The string of losses Trump has suffered extend to the home front. The latest data show the economy slowed down in the last quarter. Trump has been bragging about the great economy he produced with his tax cut. Any stimulus from the tax cut seems to have already petered out. Now it looks he might have to campaign for president amid a recession.

There’s also the trade deficit. As reported by The New York Times, “America’s trade deficit with the rest of the world rose to its highest level in history last year as the United States imported more goods than ever, including a record amount from China, ballooning the deficit to $891.3 billion and delivering a setback to President Trump’s goal of narrowing that gap.”
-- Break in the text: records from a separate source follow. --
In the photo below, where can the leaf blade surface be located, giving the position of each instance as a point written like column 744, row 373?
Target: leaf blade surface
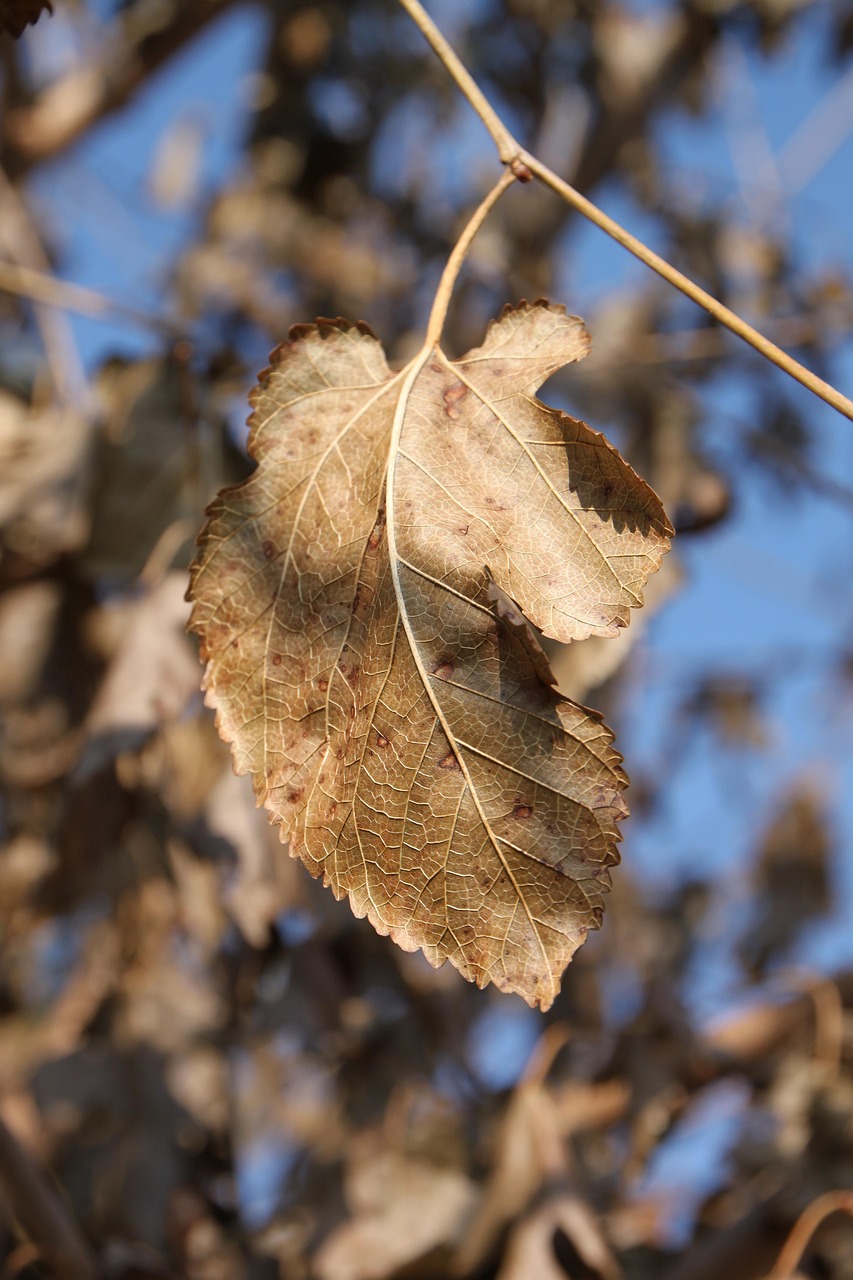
column 355, row 603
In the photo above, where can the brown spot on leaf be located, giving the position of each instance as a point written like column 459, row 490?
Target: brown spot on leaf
column 377, row 531
column 452, row 397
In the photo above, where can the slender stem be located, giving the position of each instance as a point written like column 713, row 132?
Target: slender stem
column 803, row 1229
column 698, row 295
column 44, row 288
column 42, row 1214
column 507, row 147
column 441, row 302
column 524, row 164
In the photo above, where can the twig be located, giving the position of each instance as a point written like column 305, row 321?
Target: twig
column 42, row 1215
column 441, row 301
column 803, row 1229
column 45, row 288
column 524, row 164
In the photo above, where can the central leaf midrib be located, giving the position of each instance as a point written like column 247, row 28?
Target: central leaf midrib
column 400, row 416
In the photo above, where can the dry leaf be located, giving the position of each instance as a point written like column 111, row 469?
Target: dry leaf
column 392, row 722
column 18, row 14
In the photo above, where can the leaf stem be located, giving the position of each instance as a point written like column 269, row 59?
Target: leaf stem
column 507, row 147
column 445, row 289
column 523, row 163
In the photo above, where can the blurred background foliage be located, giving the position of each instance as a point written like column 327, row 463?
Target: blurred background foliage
column 208, row 1068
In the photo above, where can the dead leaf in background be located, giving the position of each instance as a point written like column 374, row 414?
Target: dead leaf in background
column 28, row 618
column 150, row 680
column 18, row 14
column 44, row 472
column 400, row 734
column 407, row 1214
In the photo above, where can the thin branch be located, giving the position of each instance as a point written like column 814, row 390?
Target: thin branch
column 524, row 164
column 23, row 245
column 803, row 1229
column 44, row 288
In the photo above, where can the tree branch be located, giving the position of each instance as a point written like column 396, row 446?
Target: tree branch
column 525, row 164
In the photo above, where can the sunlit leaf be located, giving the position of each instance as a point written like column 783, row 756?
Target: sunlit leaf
column 361, row 604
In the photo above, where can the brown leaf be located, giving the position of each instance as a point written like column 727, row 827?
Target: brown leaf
column 405, row 743
column 18, row 14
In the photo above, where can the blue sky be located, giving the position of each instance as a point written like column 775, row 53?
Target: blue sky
column 767, row 584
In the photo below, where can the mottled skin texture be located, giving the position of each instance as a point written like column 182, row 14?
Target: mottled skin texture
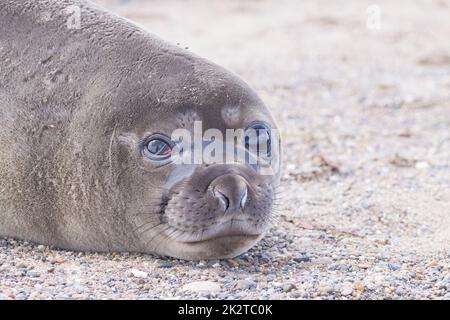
column 75, row 105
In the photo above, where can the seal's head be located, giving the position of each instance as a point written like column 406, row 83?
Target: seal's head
column 182, row 193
Did I mention former Trump lawyer and fixer Michael Cohen testified, before Congress, the president knew ahead of time about emails Russian intelligence stole from the Democratic National Committee and later dumped by WikiLeaks to hurt Hillary Clinton in the 2016 campaign?

Cohen clearly has real legal dirt on Trump, including a series of checks Trump or his close associates wrote to reimburse him for hush money Cohen paid to porn star Stormy Daniels to prevent her from revealing her affair with Trump. That was a move to affect the outcome of the election and therefore the payments are a violation of campaign finance law. For good measure, Cohen described Trump as a racist, a cheat, and a con man who ordered him to threaten more than 500 people on his behalf. The reason for the threats are not clear.

To conclude the list of Trump’s recent woes, I turn to his physical state. His latest medical checkup showed the President has entered one of the biggest and least desirable clubs in America, the American legion of the obese. His doctor sharply raised the dose of cholesterol medication Trump is to take. These results, although not hugely alarming, are not last year’s “picture of health” results.

Stress adds to the risk of excess weight, a sedentary lifestyle, and a love of fatty food. Trump showed that stress when he spoke before the CPAC conference, a very friendly ultra-conservative audience. Trump gave a rambling two-hour speech in which he ranted and raved at his favorite targets and mocked former Attorney-General Jeff Sessions’ Southern accent.

The President obviously saw the occasion of the CPAC event as a chance to blow off built-up steam before a group of supporters. It was a catharsis amounting to a meltdown. That speaks volumes about the mental state of the man who controls the buttons that would trigger the end of civilization.

Before becoming President, Trump starred in his own reality TV show, “The Apprentice.” Now he’s starring in a different reality show, “The Biggest Loser.”